Nun wollen wir aber den Aberglauben hinter uns lassen und uns der Wissenschaft zuwenden. Bellis perennis sind nämlich ausgesprochen interessante Blumen. Was auf den ersten Blick wie eine hübsche, gelbe, weiß umrandete Blüte aussieht, sind in Wirklichkeit zwei Blumen in einer. Die strahlend weißen Blütenblätter zählen als eine Blume und die Gruppierung aus winzigen, gelben Blütenblättern in der Mitte, die das „Auge“ bilden, sind – technisch gesehen – eine zweite Blume. Du hast sicher eine Lupe zu Hause. Betrachte einmal das gelbe Auge der Gänseblümchen etwas genauer. Man erkennt hervorstehende, in einem interessanten Spiralmuster angeordnete, körbchenförmige Blüten. Es handelt sich um 75 bis 125 gelbe, trichterförmige, nur rund 1,5 mm lange Röhrenblüten. Faszinierend, nicht wahr? – Diese Blütenkörbchen werden von Bienen, Schwebfliegen, Hummeln und vor allem Fliegen besucht. Die sorgen, wie bei den meisten Blütenpflanzen so üblich, für die Bestäubung. In den bestäubten Blüten entwickelt sich die Samen der Bellis perennis. Dies sind winzige, rund 1 mm kleine Nüsschen, die man Achänen nennt. Das Gänseblümchen nutzt eine Reihe sehr unterschiedlicher Strategien zur Ausbreitung dieser Achänen. Typisch ist die Verbreitung der Achänen durch den Regen. Auftreffende Tropfen schleudern die Achänen in den Umkreis der Mutterpflanze. Eine andere Ausbreitungsform findet durch den Wind statt: Die elastischen und etwas verlängerten Stängel werden durch Windböen bewegt und die kleinen Achänen ausgestreut. Die Achänen werden aber auch durch Tiere verbreitet, vor allem durch Regenwürmer und Weidevieh.

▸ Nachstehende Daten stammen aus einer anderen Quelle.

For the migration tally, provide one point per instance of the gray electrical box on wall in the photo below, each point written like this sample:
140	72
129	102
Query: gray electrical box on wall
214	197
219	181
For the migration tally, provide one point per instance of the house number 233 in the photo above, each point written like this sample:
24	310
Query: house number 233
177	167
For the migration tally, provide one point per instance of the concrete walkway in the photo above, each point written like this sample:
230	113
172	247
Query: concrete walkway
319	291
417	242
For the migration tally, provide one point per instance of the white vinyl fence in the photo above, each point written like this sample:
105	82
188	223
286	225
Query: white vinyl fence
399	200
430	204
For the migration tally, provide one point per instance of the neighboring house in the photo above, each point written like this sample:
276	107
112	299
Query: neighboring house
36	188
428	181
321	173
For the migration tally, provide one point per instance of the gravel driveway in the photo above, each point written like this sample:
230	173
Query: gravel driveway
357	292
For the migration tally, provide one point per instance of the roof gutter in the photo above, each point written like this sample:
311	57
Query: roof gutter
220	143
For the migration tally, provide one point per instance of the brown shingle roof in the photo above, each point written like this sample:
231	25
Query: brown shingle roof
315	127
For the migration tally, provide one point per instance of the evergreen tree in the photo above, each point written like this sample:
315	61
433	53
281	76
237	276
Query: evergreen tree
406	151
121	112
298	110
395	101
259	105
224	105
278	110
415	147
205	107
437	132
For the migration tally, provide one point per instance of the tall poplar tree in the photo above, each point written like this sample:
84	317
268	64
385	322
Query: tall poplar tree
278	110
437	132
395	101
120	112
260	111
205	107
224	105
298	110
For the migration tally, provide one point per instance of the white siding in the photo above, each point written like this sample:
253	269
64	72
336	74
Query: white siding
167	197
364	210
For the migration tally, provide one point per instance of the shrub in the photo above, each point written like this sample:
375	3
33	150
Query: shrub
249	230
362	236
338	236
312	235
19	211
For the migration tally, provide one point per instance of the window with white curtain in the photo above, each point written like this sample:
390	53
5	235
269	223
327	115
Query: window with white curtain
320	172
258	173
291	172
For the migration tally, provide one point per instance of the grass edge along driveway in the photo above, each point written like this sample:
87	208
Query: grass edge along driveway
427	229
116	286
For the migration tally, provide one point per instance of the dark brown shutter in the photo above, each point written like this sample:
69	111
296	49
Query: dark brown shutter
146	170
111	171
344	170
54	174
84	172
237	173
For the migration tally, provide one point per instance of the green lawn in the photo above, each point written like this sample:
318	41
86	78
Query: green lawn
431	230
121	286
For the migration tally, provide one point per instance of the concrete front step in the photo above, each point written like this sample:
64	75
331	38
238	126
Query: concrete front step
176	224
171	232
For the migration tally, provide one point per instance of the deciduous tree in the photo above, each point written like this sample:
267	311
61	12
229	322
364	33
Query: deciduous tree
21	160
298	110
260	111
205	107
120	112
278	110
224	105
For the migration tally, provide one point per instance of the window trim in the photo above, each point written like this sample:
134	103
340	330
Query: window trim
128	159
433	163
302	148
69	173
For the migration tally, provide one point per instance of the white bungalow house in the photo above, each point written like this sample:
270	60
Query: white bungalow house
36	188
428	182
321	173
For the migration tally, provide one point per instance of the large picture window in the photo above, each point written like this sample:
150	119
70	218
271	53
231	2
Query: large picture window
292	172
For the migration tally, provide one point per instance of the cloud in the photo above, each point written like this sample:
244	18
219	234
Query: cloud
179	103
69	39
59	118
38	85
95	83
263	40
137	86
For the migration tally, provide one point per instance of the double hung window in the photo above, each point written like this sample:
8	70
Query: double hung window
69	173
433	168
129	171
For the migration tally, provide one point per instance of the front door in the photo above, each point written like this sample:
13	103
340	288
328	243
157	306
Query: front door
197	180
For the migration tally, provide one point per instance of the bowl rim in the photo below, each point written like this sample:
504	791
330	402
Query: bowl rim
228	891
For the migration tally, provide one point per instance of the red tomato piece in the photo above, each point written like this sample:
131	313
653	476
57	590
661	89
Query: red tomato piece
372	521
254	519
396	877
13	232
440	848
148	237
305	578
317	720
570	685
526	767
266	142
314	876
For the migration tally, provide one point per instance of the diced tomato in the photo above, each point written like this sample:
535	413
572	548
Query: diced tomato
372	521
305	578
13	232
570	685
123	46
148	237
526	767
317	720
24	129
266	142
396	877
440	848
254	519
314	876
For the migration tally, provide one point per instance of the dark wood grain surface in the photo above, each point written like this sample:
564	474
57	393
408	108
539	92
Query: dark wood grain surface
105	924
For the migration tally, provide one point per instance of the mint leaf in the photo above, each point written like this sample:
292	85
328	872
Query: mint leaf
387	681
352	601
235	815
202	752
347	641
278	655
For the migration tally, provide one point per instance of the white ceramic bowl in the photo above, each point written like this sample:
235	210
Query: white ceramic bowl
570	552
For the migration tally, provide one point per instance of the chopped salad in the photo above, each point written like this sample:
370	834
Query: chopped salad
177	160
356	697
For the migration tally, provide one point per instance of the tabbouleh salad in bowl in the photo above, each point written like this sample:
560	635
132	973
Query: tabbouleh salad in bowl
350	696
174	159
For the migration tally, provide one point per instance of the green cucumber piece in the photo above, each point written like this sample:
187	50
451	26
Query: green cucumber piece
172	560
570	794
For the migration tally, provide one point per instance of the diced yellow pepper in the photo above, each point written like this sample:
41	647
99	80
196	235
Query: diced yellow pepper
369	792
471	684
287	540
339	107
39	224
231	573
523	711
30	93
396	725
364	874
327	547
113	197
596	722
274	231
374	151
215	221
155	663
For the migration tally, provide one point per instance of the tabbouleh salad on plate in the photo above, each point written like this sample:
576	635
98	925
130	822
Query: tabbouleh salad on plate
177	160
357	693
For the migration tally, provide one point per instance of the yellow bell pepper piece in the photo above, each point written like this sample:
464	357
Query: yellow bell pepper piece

Die Blüten schließen sich bei Nacht und richten sich bei Tag zur Sonne aus.

Junge Gänseblümchen am Morgen, voller Anthocyan-Sonnenschutzmittel. (zum Vergrößern anklicken)

Nur mehr bei ein paar Blüten erkennt man schwach die rosa Färbung der Spitzen.

Ältere Bellis perennis, bei denen das Anthocyan schon fast zur Gänze zurückgebildet worden ist. (zum Vergrößern anklicken)

Doch warum haben nun manche Gänseblümchen rosa Spitzen? Und warum verlieren viele Gänseblümchen im Laufe der Zeit diese Färbung wieder? Die Färbung geschieht durch eine Konzentration eines bestimmten Farbpigmentes, dem Anthocyan. Anthocyane sind  Farbstoffe, die nur im Zellsaft von Landpflanzen, nicht aber in Tieren, Mikroorganismen oder Wasserpflanzen zu finden sind. Unsere Bellis perennis nutzen das Anthocyan als eine Form des Sonnenschutzes. Genauso wie beim Menschen, der sich viel an der Sonne aufhält, Farbpigmente die Haut dunkler werden lassen, schützen Anthocyane unser Gänseblümchen und andere Pflanzen vor schädlichem UV-Licht und ionisierender Strahlung.

Hier schützt das Anthocyan die durch UV-Licht besonders gefährdeten Röhrenblüten.

Anthocyan schützt die besonders gefährdeten Röhrenblüten.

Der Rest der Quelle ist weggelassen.